Panasonic Corp. and Renesas Technology Corp. have announced their collaboration to develop elemental process technologies for System-on-Chips (SoC) of the next-generation 32 nm node. The two companies are confident that their 32 nm node transistor technology and other advances can soon be applied to products in mass production.


It is anticipated that SoCs at the 32 nm node will deliver lower cost and improved performance enabled by miniaturization of their design rules, yet there are many technical issues that need to be solved. In particular, it is necessary to introduce new materials and develop new technologies to break through barriers to further integration, such as transistor gate leakage and inconsistent electrical characteristic problems, which are often found in existing technologies.

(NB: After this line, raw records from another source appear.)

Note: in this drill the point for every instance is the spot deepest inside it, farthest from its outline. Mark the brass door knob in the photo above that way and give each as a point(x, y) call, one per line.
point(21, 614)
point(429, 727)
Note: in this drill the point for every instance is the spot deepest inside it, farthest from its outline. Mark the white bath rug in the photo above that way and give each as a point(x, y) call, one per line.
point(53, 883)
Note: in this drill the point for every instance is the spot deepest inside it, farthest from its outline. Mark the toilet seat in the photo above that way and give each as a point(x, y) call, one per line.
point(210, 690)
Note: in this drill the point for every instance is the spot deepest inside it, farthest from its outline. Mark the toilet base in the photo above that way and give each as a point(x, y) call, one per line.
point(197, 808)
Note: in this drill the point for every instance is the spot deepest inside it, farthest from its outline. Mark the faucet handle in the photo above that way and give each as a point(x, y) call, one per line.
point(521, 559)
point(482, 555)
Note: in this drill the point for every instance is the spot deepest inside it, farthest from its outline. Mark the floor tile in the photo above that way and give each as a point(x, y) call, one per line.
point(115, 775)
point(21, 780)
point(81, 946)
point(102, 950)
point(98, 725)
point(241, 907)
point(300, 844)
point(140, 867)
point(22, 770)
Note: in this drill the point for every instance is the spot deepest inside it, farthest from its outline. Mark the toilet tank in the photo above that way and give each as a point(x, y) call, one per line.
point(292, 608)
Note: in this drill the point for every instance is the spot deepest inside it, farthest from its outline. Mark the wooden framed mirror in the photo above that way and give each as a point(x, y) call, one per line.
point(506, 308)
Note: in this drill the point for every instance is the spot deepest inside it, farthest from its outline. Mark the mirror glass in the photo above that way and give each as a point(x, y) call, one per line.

To meet these challenges, the new 32-nm SoC process employs a newly developed transistor technology with a metal/high-k gate stack structure and interconnect technology, using a new ultra-low-k material. To achieve a device using complementary metal-insulator semiconductor (CMIS) technology, a type of complementary Metal Oxide Semiconductor (CMOS), at a 32 nm node, an ultra-thin film cap layer is applied at the atomic level to transistors with a metal/high-k gate stack structure under optimized conditions. This allows development of a conventional transistor configuration, employing an oxidized silicon film as the gate insulation layer. The introduction of the cap layer has been shown to improve transistor reliability in practical use and suppress distribution of electrical characteristics between transistors, thereby enabling the operation of large-scale circuits.

The latest development on the new 32 nm fabrication process will be applied to SoCs for advanced mobile and digital home appliance products. Building on their accumulated technology expertise and resulted new advances, as well as their well established successful partnership the two companies hope to continue efficiently developing the advanced process technology that can be quickly moved to mass production.